Ayrı bir AE'nin radyasyon kaynağının boyutu küçüktür ve yayılan dalgaların uzunluğuyla karşılaştırılabilir. Bir malzemenin yüzeyinde veya içinde bulunan ve küresel dalgalar veya diğer türde dalgalar yayan yarı noktalı bir kaynak olarak düşünülebilir. Dalgalar bir yüzeyle (iki ortam arasındaki arayüz) etkileşime girdiğinde yansıtılır ve dönüştürülür. Malzemenin hacimleri içinde yayılan dalgalar, zayıflama nedeniyle hızla zayıflayacaktır. Yüzey dalgaları mesafeye bağlı olarak hacim dalgalarından çok daha az zayıflar, bu nedenle ağırlıklı olarak AE alıcıları tarafından kaydedilirler.

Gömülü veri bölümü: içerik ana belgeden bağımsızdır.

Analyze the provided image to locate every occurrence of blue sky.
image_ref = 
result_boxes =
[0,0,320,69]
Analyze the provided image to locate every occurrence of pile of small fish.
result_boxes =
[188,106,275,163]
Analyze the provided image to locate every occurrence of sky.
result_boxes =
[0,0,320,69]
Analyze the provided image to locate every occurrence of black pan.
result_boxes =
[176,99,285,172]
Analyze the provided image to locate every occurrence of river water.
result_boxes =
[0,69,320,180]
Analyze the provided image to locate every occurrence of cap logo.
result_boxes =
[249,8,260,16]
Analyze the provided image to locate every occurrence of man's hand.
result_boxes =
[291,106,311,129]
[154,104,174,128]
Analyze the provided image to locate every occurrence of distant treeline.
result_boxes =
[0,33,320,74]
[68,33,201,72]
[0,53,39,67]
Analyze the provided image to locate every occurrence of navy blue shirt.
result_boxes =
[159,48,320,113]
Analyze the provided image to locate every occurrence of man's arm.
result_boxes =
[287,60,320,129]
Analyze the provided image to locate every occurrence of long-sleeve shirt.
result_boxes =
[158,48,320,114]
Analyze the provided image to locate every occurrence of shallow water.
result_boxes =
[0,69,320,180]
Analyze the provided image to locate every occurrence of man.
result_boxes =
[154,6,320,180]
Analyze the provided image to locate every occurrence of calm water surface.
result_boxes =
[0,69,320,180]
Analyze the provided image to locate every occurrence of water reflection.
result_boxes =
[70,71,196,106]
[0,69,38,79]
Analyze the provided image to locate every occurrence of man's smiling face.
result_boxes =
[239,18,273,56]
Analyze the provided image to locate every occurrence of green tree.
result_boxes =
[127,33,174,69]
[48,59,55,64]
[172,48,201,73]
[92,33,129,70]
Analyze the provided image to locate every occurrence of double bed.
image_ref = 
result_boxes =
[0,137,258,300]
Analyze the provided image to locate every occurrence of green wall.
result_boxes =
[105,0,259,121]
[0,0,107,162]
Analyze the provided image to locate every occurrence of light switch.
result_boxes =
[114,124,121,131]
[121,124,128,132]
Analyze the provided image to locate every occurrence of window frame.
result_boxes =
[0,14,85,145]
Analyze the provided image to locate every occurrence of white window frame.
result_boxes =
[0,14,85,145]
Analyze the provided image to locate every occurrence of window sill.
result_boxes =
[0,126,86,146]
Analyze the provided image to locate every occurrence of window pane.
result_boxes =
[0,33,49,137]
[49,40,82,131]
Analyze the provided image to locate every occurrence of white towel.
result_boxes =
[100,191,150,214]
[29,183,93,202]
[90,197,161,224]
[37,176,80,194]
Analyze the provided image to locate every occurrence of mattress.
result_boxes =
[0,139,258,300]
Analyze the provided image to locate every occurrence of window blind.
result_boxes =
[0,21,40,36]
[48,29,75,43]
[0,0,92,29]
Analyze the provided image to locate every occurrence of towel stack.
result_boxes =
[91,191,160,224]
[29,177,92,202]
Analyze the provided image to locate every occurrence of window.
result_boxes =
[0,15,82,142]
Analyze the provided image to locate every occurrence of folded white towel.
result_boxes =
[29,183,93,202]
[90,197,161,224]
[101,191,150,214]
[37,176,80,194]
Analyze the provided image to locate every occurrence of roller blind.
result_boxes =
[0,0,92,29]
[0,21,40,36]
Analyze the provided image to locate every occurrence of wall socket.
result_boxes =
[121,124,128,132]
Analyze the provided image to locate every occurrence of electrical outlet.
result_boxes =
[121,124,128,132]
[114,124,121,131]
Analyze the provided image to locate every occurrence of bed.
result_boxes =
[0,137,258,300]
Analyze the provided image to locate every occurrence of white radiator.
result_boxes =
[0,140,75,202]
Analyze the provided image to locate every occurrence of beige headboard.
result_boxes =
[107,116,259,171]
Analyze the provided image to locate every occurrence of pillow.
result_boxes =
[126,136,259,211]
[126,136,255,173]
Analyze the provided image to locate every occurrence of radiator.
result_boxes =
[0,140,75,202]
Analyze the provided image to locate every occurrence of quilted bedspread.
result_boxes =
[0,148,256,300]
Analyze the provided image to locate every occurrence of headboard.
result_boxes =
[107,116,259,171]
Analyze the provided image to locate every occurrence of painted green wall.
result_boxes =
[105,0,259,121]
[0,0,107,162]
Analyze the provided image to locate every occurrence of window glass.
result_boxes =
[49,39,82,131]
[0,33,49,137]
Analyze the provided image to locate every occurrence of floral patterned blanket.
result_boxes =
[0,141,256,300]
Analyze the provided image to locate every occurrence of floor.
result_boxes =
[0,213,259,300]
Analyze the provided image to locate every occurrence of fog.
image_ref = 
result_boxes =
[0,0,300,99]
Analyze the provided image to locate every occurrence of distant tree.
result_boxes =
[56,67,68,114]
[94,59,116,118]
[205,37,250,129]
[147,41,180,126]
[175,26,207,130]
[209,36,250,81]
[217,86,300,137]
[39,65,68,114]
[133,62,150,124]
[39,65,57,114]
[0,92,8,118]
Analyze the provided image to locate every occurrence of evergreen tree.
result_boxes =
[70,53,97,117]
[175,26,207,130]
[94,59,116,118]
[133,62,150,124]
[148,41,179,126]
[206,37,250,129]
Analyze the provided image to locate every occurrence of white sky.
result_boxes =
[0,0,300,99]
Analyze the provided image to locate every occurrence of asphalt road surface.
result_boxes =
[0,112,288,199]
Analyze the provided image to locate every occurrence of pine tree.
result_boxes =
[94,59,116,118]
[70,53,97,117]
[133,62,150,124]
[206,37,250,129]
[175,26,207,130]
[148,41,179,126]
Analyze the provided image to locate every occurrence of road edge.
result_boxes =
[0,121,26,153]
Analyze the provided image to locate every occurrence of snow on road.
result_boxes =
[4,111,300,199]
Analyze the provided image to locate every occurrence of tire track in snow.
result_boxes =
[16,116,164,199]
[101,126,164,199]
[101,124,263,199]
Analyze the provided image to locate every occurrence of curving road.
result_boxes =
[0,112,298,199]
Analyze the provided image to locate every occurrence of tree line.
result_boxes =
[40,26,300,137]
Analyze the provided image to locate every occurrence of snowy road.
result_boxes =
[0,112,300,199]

Bir AE kaynağından gelen bir sinyalin kaydı, sabit veya değişken düzeydeki gürültüyle aynı anda gerçekleştirilir (Şekil 10.1). Gürültü, AE kontrolünün etkinliğini azaltan ana faktörlerden biridir. Görünümlerine neden olan çeşitli nedenlerden dolayı sesler aşağıdakilere göre sınıflandırılır:

· üretim mekanizması (kaynak kaynağı) - akustik (mekanik) ve elektromanyetik;

· gürültü sinyali türü - darbeli ve sürekli;

· kaynak konumları - harici ve dahili. Nesnelerin AE testi sırasındaki ana gürültü kaynakları şunlardır:

· bir kap, kap veya boru hattı doldurulduğunda içindeki sıvının sıçraması;

· Yüksek yükleme hızında hidrodinamik türbülans olgusu;

· nesne ile destekler veya süspansiyon arasındaki temas noktalarında ve esnek bağlantılarda sürtünme;

· pompaların, motorların ve diğer mekanik cihazların çalıştırılması;

· elektromanyetik girişimin etkisi;

· çevresel etki (yağmur, rüzgar, vb.);

· AE dönüştürücünün kendi termal gürültüsü ve amplifikatörün (ön amplifikatör) giriş aşamalarının gürültüsü.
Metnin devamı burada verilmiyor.